You can find plenty wrong with The Denver Post, especially if you’re wishing it were what it used to be, but you have to respect the newspaper for trying to get basic information about all Colorado candidates on the record for voters to chew on, spit out, or whatever.
That’s why The Denver Post’s voter guide is such a beautiful thing. It asks all state candidates a bunch of questions, both broad and specific.
The questionnaire represents a speck of hope for civil debate—and it was obviously ton of work by the news side of The Post to get it together.
Oh, you haven’t heard about it? That’s because The Post has barely mentioned it, even though it represents a basic and respected function of a newspaper. I didn’t find a single mention of the voter guide in The Post’s print edition.
With the voter guide flying under the radar, it was easy for candidates, Republicans especially, to sit back and blow it off.
For state legislative races overall, 12 of 85 GOP candidates (14%) returned The Denver Post questionnaire, while 57 of 78 Democratic candidates (73%) returned it (seven races had no Dem candidate).
For the State House, 56 Republicans didn’t submit the questionnaire, and nine did. For Dems, 19 did not and 41 did submit. (Dems did not run in five races.) So, in 33 House races, Dems filled out questionnaires but not Republicans. In one race, a Republican filled out a form, but not a Dem.
For the State Senate, 17 GOP Senate candidates did not submit it, and three did. Sixteen Dems filled it out, and two did not. Dems didn’t field a candidate in two races. For 13 races, Democrats filled out a questionnaire but not a Republican. And in one race, a Republican filled out a questionnaire and not a Dem.
Rather than write angry news articles and editorials about this, The Post didn’t publish anything, as far as I can tell, even though you might think the response-rate to the questionnaire would have been blasted far and wide by The Post, pressuring candidates, mostly Republicans, to answer basic questions, and showing subscribers that the newspaper is fighting for them.
But no such luck. Too bad for us, and for The Post.
SAMPLE QUESTIONS FROM THE DENVER POST VOTER GUIDE
First, it asks for education, endorsements, community service, etc., then it poses these questions:
- Briefly describe the biggest issues facing your constituents.
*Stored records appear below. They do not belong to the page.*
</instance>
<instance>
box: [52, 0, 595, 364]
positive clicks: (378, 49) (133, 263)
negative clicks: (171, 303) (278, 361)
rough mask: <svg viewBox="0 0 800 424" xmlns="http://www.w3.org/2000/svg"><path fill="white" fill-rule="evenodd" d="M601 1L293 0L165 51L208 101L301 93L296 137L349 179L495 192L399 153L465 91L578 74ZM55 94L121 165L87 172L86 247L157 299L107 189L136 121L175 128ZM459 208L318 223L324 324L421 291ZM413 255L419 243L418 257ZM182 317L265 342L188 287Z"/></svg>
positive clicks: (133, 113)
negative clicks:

- Name an issue where you have disagreed or are likely to disagree with your party’s legislative leadership?
- What is the top reason voters should support you over your opponent?
- The state’s sales tax is now at 2.9 percent after being cut from 3 percent by lawmakers in 1999. Meanwhile, the state’s income tax was at 5 percent in 1999 but has since been cut to 4.63 percent by lawmakers. Are there conditions under which you would support asking voters to raise sales and income taxes back up to their 1999 levels? If so, describe them.
- Name one law you would repeal in Colorado state legislature.
- A major criticism of the Senior Homestead Exemption program is that it gives a property tax break to qualifying seniors, regardless of their wealth. Would you support a means test for the Senior Homestead Exemption?
- Should the legislature pass a law allowing the university to set its own policies on carrying weapons on campus?
- Do you support efforts to charge lower tuition than the out-of state rate for children of illegal immigrants at Colorado’s public colleges and universities?
- Would you support a law returning the power to appoint trustees in the 10 largest counties back to the county government?
- Would you support a law requiring online retailers to charge sales tax?
- Would you support statewide rules that increase setbacks for oil and gas drilling near residential areas?
- Do you support efforts to repeal defense of marriage act which bans Gay marriage in Colorado?
- Do you support the legal recognition of civil unions?
- Would you support referring to voters a tax increase a ballot question to support transportation improvement?
- Many critics of Colorado’s initiative petition process say it’s too easy to amend the state constitution and that this has had negative results for the state. Would you support asking voters to make it harder to amend the constitution?
- Would you support adding a “personhood” amendment to the Colorado Constitution, declaring a fertilized human egg to be a person and to have the fundamental legal protections a person has?
- Do you agree with Roe v. Wade?
- If no, do you believe in an exception for rape/incest?
- Do you support Amendment 64, the Regulate Marijuana Like Alcohol Act?
- Do you support greater transparency and access to government records?
- Would you fight against rules that weaken public access to government?
- How would you address the challenged Colorado economy and seek to impact job growth?
- Has the legislature done enough to reform PERA, or should additional measures be taken? If so, what would you advocate?